Wednesday, October 29, 2008

A Primer on Worship and Reformation (review)

This is the review I submitted to LibraryThing.

I did not know what to expect from Douglas Wilson’s little book, from the title “A Primer on Worship and Reformation: Recovering the High Church Puritan” I actually expected something more historical. Wilson has another agenda in mind. This book is an interesting look at Wilson’s experience of present day evangelical traditions, and as far as observations go, he makes some good ones.

The book begins with some observations about culture and evangelical Christianity, he is not covering new ground here, but he does adequately identify some of the significant challenges of our day. However, he does not stick with his analysis long enough. As Wilson moves to his judgement the language becomes one of manifesto – “we have to fight...” and “we need to see...”. This is not a proposal but a definitive answer to the issues of our time. The problem is that these are Wilson’s answers and he does not have enough critical distance from them to convince anyone but the already convinced. This is a common downfall in such literature.

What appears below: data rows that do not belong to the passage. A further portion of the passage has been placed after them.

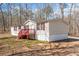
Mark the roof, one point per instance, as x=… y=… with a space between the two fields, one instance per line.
x=28 y=21
x=53 y=21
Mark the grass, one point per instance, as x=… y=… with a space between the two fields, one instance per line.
x=12 y=42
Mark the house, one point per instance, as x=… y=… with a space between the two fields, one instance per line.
x=15 y=30
x=29 y=24
x=52 y=30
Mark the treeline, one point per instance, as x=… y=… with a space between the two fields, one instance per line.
x=17 y=13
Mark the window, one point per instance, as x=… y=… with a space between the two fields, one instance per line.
x=15 y=28
x=19 y=27
x=41 y=27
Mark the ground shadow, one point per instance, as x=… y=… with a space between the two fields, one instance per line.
x=66 y=40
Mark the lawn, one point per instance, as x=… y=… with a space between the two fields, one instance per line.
x=10 y=46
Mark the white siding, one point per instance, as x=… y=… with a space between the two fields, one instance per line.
x=58 y=37
x=14 y=32
x=43 y=35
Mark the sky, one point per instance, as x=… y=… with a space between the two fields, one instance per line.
x=34 y=6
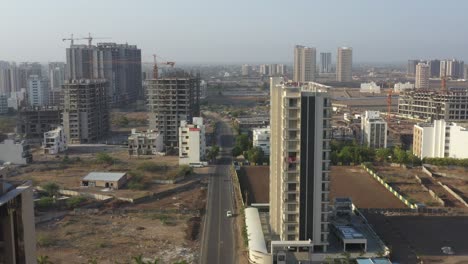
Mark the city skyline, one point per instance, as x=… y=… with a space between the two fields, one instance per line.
x=236 y=27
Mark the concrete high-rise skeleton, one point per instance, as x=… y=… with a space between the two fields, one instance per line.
x=119 y=64
x=299 y=162
x=172 y=99
x=422 y=76
x=344 y=64
x=325 y=62
x=304 y=64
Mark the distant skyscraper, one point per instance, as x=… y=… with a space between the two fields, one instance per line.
x=119 y=64
x=86 y=110
x=422 y=76
x=411 y=68
x=344 y=64
x=246 y=70
x=56 y=74
x=325 y=62
x=299 y=162
x=452 y=68
x=38 y=91
x=304 y=64
x=434 y=66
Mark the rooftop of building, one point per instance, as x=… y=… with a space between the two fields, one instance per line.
x=104 y=176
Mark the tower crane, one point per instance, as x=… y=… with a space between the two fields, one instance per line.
x=155 y=67
x=90 y=38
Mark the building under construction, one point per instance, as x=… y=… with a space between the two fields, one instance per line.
x=86 y=111
x=33 y=122
x=425 y=104
x=171 y=99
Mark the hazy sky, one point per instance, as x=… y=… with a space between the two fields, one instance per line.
x=238 y=31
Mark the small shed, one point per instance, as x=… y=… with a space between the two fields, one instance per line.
x=114 y=180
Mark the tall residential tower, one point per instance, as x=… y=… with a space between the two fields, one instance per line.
x=299 y=162
x=304 y=64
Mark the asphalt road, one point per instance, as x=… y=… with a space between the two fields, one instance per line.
x=218 y=244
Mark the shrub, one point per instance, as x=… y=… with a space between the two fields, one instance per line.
x=45 y=202
x=104 y=158
x=75 y=201
x=51 y=188
x=149 y=166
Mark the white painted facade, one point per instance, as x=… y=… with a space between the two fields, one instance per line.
x=55 y=141
x=371 y=87
x=398 y=87
x=145 y=143
x=373 y=130
x=440 y=139
x=38 y=91
x=261 y=139
x=192 y=142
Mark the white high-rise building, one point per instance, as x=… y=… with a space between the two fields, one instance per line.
x=299 y=162
x=325 y=62
x=373 y=130
x=304 y=64
x=261 y=139
x=38 y=91
x=192 y=143
x=422 y=76
x=344 y=64
x=440 y=139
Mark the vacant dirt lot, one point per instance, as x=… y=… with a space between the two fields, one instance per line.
x=114 y=234
x=424 y=236
x=404 y=182
x=254 y=180
x=365 y=191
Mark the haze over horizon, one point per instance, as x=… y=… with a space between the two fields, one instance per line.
x=238 y=31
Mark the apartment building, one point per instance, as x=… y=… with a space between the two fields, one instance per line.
x=33 y=122
x=170 y=100
x=15 y=152
x=304 y=64
x=85 y=111
x=192 y=142
x=299 y=163
x=440 y=139
x=422 y=76
x=145 y=143
x=450 y=106
x=18 y=234
x=373 y=130
x=55 y=141
x=261 y=139
x=344 y=64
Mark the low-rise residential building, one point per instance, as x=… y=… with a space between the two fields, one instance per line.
x=55 y=141
x=440 y=139
x=261 y=139
x=145 y=143
x=371 y=87
x=373 y=130
x=18 y=234
x=113 y=180
x=15 y=152
x=192 y=142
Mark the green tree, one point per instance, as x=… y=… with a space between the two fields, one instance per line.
x=383 y=154
x=255 y=155
x=236 y=151
x=43 y=260
x=51 y=188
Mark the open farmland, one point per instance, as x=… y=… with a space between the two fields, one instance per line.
x=365 y=191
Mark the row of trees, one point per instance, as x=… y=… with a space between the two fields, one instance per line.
x=347 y=153
x=243 y=146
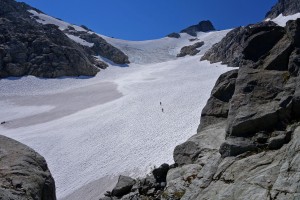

Another point that troubles me is that this book despairs over other expressions (proposed solutions) within Christianity. The worst of this is the anti-Roman Catholic sentiment. I tried to look past that to see how Wilson validates his claims. But really this is just another call back to “fundamentals”, a proposal that has not worked very well in the past. Despite my disagreement with Wilson’s project, I do think this is a better offering in the genre of manifestos than typically comes out of Fundamentalist evangelical traditions. I think that he does identify issues worth wrestling with. And I think we would agree that the evangelical traditions are in need of reformation, however, we both offer quite different prescriptions to these traditions.

1.5 stars out of 5.

1 comment:

Anonymous said...

I have also picked this book through LT. I agree, it is not an awful book just incomplete. Not that i would agree if he were to expand but that's another issue.